According to an ABC News report from August , a third of college students said they had used a tobacco product — cigarettes, chewing tobacco and increasingly, cigars — in the last four weeks. Nearly half of the students admitted they had used tobacco in the past year.

            Students at Castleton will have to step away from the designated smoking areas near the dorms and academic buildings and take a stroll to Main Street to get their tobacco fix.

This new ban can positively affect non-smoking students while putting a damper on students who choose to smoke.

            Perhaps surprisingly, there are numerous colleges and universities across the country that encourage smoke-free campuses. According to, as of Jan. 2, 2017, there were now at least 1,757 100 percent smoke-free campus sites. Of these, 1,468 are also 100 percent tobacco-free, 1,331 prohibit e-cigarette use, 652 prohibit hookah use, and 109 prohibit smoking or vaping marijuana.

            It’s unclear whether e-cigs, hookahs, and vaping will be banned, but the ban seems unnecessary to me. Students should be allowed to smoke on campus as long as they’re respectful about it. Prohibiting smoking on campus isn’t going to stop smokers from smoking, they will just find new places to smoke or will smoke on campus regardless of the rules.

            But some Students on campus think the ban is useful, if implemented correctly.

            “I don’t mind when people smoke in the designated areas where they can. I don’t appreciate when people smoke when they’re walking to class and the smoke blows in my face. I also don’t like how people smoke right outside of Leavenworth; it just looks bad as a campus. I thought there was a rule where it was 15 feet away from the building and smoking right outside Leavenworth seems to defeat that,” said junior Elly Zelazny.

            Some students find the ban shocking.

            “Honestly I feel like that would be outrageous. I think that the way it is now is working just fine. People should be allowed to smoke on campus,” said junior Marco Lam.

            Sophomore Elizabeth Morris finds the ban unfair.

            “I think it’s unfair to people who smoke because they already have limited space to do it and now they’re just going to take it away completely.
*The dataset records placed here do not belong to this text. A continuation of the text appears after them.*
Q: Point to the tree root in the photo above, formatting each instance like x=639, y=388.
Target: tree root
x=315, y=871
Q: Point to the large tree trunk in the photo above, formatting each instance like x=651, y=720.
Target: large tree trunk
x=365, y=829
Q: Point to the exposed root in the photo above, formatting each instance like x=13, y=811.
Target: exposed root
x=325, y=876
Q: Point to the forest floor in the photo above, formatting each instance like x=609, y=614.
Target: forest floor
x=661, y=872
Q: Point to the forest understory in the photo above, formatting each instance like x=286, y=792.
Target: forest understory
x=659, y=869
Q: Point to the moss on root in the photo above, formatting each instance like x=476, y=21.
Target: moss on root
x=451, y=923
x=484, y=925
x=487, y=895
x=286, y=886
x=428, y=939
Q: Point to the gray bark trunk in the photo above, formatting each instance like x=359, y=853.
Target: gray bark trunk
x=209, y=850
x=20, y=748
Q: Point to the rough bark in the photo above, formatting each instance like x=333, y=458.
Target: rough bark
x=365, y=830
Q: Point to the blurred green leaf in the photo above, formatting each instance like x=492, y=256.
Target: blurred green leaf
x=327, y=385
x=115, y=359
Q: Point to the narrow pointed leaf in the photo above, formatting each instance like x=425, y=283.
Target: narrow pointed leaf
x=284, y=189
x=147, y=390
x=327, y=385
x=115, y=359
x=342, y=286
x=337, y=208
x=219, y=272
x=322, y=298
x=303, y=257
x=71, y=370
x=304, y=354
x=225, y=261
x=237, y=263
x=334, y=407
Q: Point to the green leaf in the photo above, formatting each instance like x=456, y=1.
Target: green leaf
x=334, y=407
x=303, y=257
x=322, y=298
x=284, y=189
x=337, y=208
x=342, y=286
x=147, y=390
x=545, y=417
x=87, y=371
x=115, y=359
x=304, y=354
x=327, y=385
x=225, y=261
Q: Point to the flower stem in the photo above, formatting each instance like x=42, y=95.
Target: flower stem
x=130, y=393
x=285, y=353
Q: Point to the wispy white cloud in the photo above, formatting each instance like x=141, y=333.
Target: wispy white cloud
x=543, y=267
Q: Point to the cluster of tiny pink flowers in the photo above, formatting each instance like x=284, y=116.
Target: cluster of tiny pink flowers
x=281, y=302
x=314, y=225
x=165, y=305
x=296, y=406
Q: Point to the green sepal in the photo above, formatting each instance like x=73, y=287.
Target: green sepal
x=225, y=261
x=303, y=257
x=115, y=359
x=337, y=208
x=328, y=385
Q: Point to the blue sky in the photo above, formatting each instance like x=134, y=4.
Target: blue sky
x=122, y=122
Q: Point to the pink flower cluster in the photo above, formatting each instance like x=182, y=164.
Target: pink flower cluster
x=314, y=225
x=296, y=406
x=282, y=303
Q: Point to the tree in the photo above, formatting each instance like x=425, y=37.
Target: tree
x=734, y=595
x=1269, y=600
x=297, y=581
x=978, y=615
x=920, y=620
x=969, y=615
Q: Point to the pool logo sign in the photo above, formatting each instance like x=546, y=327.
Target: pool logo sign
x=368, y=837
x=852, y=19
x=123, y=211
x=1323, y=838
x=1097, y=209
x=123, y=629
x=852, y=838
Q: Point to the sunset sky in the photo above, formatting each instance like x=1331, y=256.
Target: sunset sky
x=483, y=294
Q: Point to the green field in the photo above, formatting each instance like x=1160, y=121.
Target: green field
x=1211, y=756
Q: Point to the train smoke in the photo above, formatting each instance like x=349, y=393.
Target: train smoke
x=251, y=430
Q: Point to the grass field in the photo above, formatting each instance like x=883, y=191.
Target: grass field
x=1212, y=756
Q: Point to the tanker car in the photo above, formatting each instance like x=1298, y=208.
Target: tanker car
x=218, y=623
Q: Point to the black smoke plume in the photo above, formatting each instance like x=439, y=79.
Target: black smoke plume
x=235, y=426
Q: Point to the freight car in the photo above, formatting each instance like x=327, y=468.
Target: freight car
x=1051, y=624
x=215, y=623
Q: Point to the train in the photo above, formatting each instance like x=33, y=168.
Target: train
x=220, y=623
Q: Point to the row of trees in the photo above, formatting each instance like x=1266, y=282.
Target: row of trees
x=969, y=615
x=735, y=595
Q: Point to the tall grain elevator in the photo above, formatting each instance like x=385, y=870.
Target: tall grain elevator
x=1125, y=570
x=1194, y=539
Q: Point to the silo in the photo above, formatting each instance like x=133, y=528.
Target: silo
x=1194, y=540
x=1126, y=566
It’s their choice to smoke and they’re not bothering anyone so it shouldn’t matter,” Morris said.

            Other students think the ban isn’t useful.

“I worked at UVM over the summer and they banned cigs and tobacco use on campus there and it didn’t really work – still hasn’t worked. There’s no one policing it and when someone gets caught then they just get a shaken finger and say ‘that’s allowed.’  I feel like banning cigs is just a waste of time and pointless. If people want to smoke, let them smoke,” said junior Bryan Vachereau.

Banning smoking on campus might not necessarily make changes in ones habit. Students aren’t going to make lifestyle changes because a ban is in place. If smoking is prohibited, then students will have to take their habits elsewhere.